В эту пору они приносят здесь льдистую крупку или мокрый липучий снег.
Ненастные дороги
1
День за днем, ночь за ночью падали серые проливные дожди вперемежку с сырыми тяжелыми снегами. Изредка лужи и грязь на дорогах прихватывало робким, нестойким заморозком, наползали туманы — знобящие, стылые, седина их окутывала весь город, округу его. Машины двигались медленно, с зажженными фарами и подавали сигналы. Затяжное ненастье сковывало и подавляло.
— Яким бородатый! — в который уж раз восклицал Сергей Васильевич Погорельцев. — Третья неделя без солнца и месяца, словно в подвале каком. Нормальной работы нет, одна чехарда…
Инженер Погорельцев, строитель, с немалым житейским и деловым опытом, человек по натуре живой, жизнерадостный, не любил этого вялого, оцепенелого состояния. Работы — по горло, до отпуска надо было успеть разгрести кучу дел, а тут небесная канцелярия не идет ни на какие уступки, словно прижал тебя лиходей, супостат, загнал в угол, приставил рогатину и похохатывает.
Лихо терпеть Погорельцеву приходилось, но он не стонал, не роптал, своей ноши на чужие плечи не перекладывал: хватало выносливости и силы, хотя с виду и не могуч был. В его поведении лежала простая истина, что жар надо уметь загребать только собственными руками. Вообще уныние не западало надолго в сердце Сергея Васильевича. Он умел перестроить себя, подбодрить, не давал разгуляться хандре, а то иссосет ведь душу, разольется по всему телу ядом.

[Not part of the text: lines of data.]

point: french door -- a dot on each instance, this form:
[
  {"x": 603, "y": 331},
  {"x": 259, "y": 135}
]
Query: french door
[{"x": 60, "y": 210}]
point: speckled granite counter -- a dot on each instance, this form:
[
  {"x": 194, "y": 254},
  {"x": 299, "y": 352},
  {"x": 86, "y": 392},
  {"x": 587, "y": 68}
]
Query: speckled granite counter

Вот ему сорок семь, но никто не дает этих лет Погорельцеву. Жирок не оплавил живота, шеи, медлительность не сковала суставы: гибок, как ивовый прут. Да и откуда им взяться — нерасторопности, сытости? Три пятилетки тянул Погорельцев лямку начальника цементного цеха родного домостроительного комбината в славном сибирском городе. Легко ли, спросите? Что вы, милые! Давил цемент на плечи Сергея Васильевича — поджилки тряслись, шея вытягивалась, будто у гусака. На той незавидной работе Погорельцев совсем «обезжирился». Близкие стали опасливо спрашивать, здоров ли он. Кому с улыбкой, кому со смешком отвечал, что у него легкость в теле и ясность в мыслях. На курорт? Не поедет! На юге ему делать нечего. Лучше на реку, на озеро — подальше в тайгу куда-нибудь. И направлял в отпуск стопы свои к отцу в деревню. Мать у Сергея Васильевича давно умерла, отец жил с тех пор одиноко, рыбачил еще и охотился, хотя годы уже подкрались к восьмидесяти.

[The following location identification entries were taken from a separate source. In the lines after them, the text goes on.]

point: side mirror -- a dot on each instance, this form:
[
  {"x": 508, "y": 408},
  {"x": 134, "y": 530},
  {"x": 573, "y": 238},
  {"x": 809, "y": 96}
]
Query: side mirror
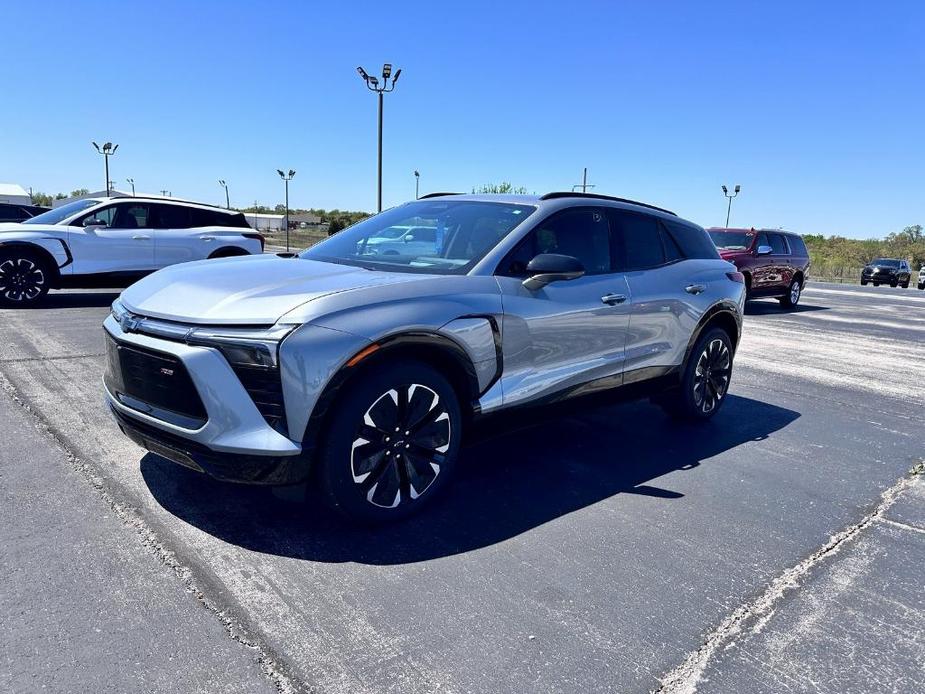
[{"x": 552, "y": 267}]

Встречи с отцом волновали Погорельцева до слез. Старик выходил на крыльцо, опускал руки на узкие плечи сына, ощупывал их, словно проверял на прочность, заглядывал внимательными глазами в родное лицо, впитавшее столько цементной пыли, что под кожу въелась сероватая копоть, и, качая головой, произносил:
— Не меняешься… В суровую дратву скрутила тебя эта железобетонка!
— Суровая нитка — крепкая, — с улыбкою отвечал Погорельцев.
— Правда твоя, сынок…
Отец садился на лавку, набивал крепким табаком трубку, окутывался свирепым дымом (Сергей Васильевич не курил, и его удивляла выносливость старика), в задумчивости покашливал, и, уняв таким образом родительское волнение, начинал собирать на стол, кормил сына досыта, а сам ел мало.
Посмеивались над сухопаростью Погорельцева, а может быть, именно она и помогла ему выжить.
Лет восемь тому назад, возвращаясь с женой из деревни такой же вот слякотной осенью под вечер, не заметил он на дороге кучу свежего гравия. А когда углядел, уже было поздно. «Жигули», которые продали Погорельцеву не так давно как передовому строителю в тресте, опрокинулись от удара, выбросились под насыпь. А было и круто, и глубоко…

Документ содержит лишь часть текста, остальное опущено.